So far, this has been the only deep-sea coral site found to be seriously damaged by the spill.
On April 20, 2010, the well blew out about 50 miles off the Louisiana coast, leading to the death of 11 workers aboard the Deepwater Horizon drilling rig and the nation's largest offshore spill. More than 200 million gallons of oil were released.
"They figured (the coral damage) was the result of the spill, now we can say definitely it was connected to the spill," said Helen White, a chemical oceanographer with Haverford College and the lead researcher.
She said pinpointing the BP well as the source of the contamination required sampling sediment on the sea floor and figuring out what was oil from natural seeps in the Gulf and what was from the Macondo well.

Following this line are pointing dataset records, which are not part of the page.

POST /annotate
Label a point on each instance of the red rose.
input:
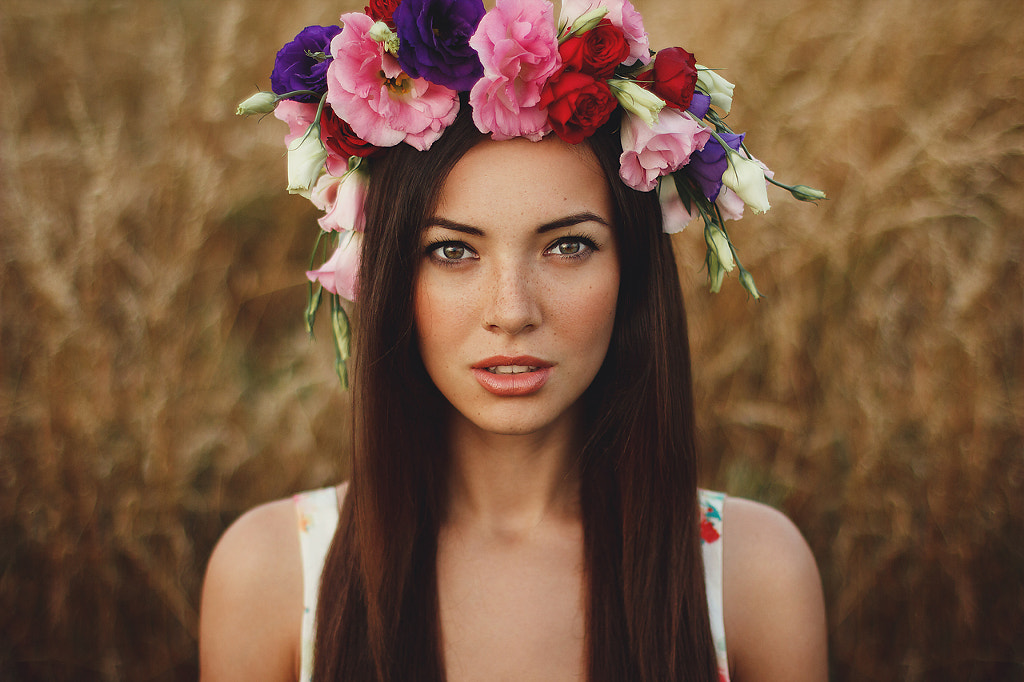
(675, 75)
(578, 104)
(596, 52)
(339, 138)
(382, 10)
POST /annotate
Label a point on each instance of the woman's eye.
(452, 251)
(570, 247)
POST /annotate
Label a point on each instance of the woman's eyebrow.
(457, 226)
(574, 219)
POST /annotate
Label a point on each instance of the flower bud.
(716, 86)
(585, 23)
(261, 102)
(718, 245)
(305, 161)
(638, 101)
(382, 33)
(747, 178)
(716, 273)
(747, 280)
(805, 194)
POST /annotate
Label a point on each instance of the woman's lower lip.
(523, 383)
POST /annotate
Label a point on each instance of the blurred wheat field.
(157, 380)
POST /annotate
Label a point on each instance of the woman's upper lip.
(507, 360)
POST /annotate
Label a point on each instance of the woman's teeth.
(511, 369)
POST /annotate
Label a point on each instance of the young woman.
(523, 501)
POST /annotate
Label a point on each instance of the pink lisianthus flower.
(675, 217)
(342, 198)
(383, 104)
(340, 273)
(621, 13)
(649, 152)
(518, 48)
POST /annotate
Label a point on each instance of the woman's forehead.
(515, 175)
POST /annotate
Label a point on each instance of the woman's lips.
(520, 375)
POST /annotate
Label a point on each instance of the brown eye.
(571, 247)
(450, 252)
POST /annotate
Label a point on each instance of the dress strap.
(711, 546)
(317, 519)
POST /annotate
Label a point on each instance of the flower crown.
(393, 75)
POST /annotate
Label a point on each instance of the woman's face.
(516, 289)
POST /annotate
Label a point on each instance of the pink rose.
(649, 152)
(518, 48)
(340, 273)
(342, 199)
(383, 104)
(498, 110)
(621, 13)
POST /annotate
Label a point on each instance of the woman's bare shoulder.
(774, 607)
(250, 623)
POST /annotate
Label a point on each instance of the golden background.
(157, 380)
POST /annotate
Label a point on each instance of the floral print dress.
(317, 518)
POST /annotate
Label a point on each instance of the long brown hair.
(647, 620)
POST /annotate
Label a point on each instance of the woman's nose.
(510, 305)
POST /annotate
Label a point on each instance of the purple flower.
(434, 41)
(707, 166)
(301, 65)
(699, 104)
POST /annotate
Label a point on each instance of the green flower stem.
(342, 339)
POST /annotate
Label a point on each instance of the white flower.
(642, 103)
(305, 161)
(747, 178)
(383, 34)
(586, 22)
(719, 88)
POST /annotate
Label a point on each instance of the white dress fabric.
(317, 519)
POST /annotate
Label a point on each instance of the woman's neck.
(509, 484)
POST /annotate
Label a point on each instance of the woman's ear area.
(774, 605)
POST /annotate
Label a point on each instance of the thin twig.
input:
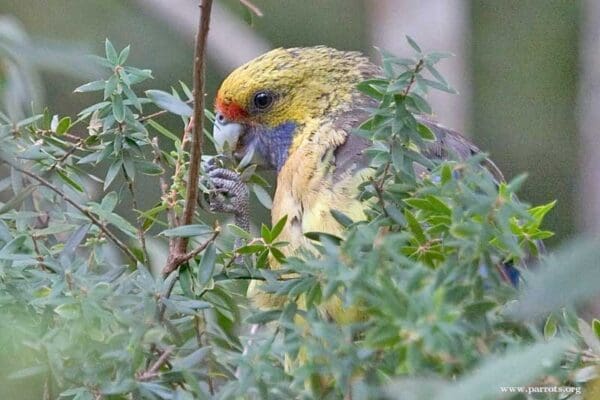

Finally, the researchers matched the oil found on the corals with oil that came out of the BP well.
Also, the researchers concluded that the damage was caused by the spill because an underwater plume of oil was tracked passing by the site in June 2010. The paper also noted that a decade of deep-sea coral research in the Gulf had not found coral dying in this manner. The coral was documented for the first time when researchers went looking for oil damage in 2010.
The findings were published in the Proceedings of the National Academy of Sciences.
The scientists said that they have gone back to the dying corals by submarine since 2010, but that they are not ready to talk about what they've seen at the site.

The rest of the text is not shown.